The abbey church dedicated to S. Maria Assunta was built in Renaissance style at the end of the 15th century and consecrated on 23 October 1496. The grey stone facade has a very simple design, its only decorative element being a large rectangular window from a later period. The bell tower in Romanic style was begun in 1609 and finished in 1641. The balustrade of the churchyard dates back to 1746. The interior of the church has a single nave with painted decoration on the barrel-vault ceiling. Light enters the church through eight arched windows. In addition to the main altar, there are seven altars in polychrome marble, partly in Renaissance and partly in Baroque style.
The church was damaged during the earthquake that hit Lake Garda in 1901. During the restoration work, the plaster that had been superimposed on the walls during the plague of 1630 was removed and valuable decorations dating back to the early 16th century came to light. The most important works of art are: the late 15th century fresco representing “The Madonna on the Throne with Christ”; the baptismal font in the shape of a chalice built after the plague of 1630; the wooden crucifix executed by Paolo Amadore at the age of 20 in 1613; the 1741 main altar in inlaid marble in Baroque style on which a pelican stands out in the act of feeding its baby birds with his blood; the 15th century silver processional cross; the altarpiece depicting the Assumption of Mary in the apse painted in 1552 by Alessandro Bonvicino, known as Moretto.
The legal wrangling over its possession is linked to this altarpiece.

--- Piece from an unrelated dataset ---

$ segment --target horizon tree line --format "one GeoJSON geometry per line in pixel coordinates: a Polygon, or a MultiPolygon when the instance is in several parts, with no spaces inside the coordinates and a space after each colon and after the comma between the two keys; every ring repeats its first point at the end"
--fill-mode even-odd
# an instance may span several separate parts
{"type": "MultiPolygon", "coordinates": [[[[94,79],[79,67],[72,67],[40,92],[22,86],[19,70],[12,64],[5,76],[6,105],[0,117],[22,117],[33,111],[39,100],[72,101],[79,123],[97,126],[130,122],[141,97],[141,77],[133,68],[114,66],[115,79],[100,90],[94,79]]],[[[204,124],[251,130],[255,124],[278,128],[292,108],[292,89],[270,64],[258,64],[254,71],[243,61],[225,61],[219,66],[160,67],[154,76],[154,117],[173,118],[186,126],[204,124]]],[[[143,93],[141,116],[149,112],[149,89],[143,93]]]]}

In 1863 the owner of the abbey sold it for 30,000 lire, but the mayor of Lonato confiscated it on the night of April 30, 1868 and took it to the town hall. In 1871 the Court of Brescia, to which the owner had appealed, ordered the mayor to put the altarpiece back in the church of Maguzzano. The Minister for the Treasury, the Department of Justice and the Minister of Cultural Affairs obtained from the Court of Brescia a sentence by which it was decided that the painting should remain the responsibility of the parish church of Maguzzano. However, on 7 April 1896 the Prefect of Brescia ordered its requisition and the director of the Pinacoteca di Brescia, escorted by the carabinieri, took it to the museum where it remained for years in a cellar. The parishioners of Maguzzano insisted that it be returned and so it was: on Assumption day, August 15, 1953, the canvas returned to the apse of the church where it has been possible to admire it ever since.